In this section, we'll explain some key features of XML that are relevant to understanding XXE vulnerabilities.
XML stands for "extensible markup language". XML is a language designed for storing and transporting data. Like HTML, XML uses a tree-like structure of tags and data. Unlike HTML, XML does not use predefined tags, and so tags can be given names that describe the data. Earlier in the web's history, XML was in vogue as a data transport format (the "X" in "AJAX" stands for "XML"). But its popularity has now declined in favor of the JSON format.
XML entities are a way of representing an item of data within an XML document, instead of using the data itself. Various entities are built in to the specification of the XML language. For example, the entities < and > represent the characters < and >. These are metacharacters used to denote XML tags, and so must generally be represented using their entities when they appear within data.
The XML document type definition (DTD) contains declarations that can define the structure of an XML document, the types of data values it can contain, and other items. The DTD is declared within the optional DOCTYPE element at the start of the XML document. The DTD can be fully self-contained within the document itself (known as an "internal DTD") or can be loaded from elsewhere (known as an "external DTD") or can be hybrid of the two.
XML allows custom entities to be defined within the DTD. For example:
<!DOCTYPE foo [ <!ENTITY myentity "my entity value" > ]>
This definition means that any usage of the entity reference &myentity; within the XML document will be replaced with the defined value: "my entity value".

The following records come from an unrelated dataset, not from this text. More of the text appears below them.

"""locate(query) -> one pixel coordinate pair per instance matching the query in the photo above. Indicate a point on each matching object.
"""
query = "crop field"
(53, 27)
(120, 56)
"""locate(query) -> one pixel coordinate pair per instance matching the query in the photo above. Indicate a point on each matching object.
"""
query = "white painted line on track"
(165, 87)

XML external entities are a type of custom entity whose definition is located outside of the DTD where they are declared.
The declaration of an external entity uses the SYSTEM keyword and must specify a URL from which the value of the entity should be loaded. For example:
<!DOCTYPE foo [ <!ENTITY ext SYSTEM "http://normal-website.com" > ]>
The URL can use the file:// protocol, and so external entities can be loaded from file. For example:
<!DOCTYPE foo [ <!ENTITY ext SYSTEM "file:///path/to/file" > ]>
XML external entities provide the primary means by which XML external entity attacks arise.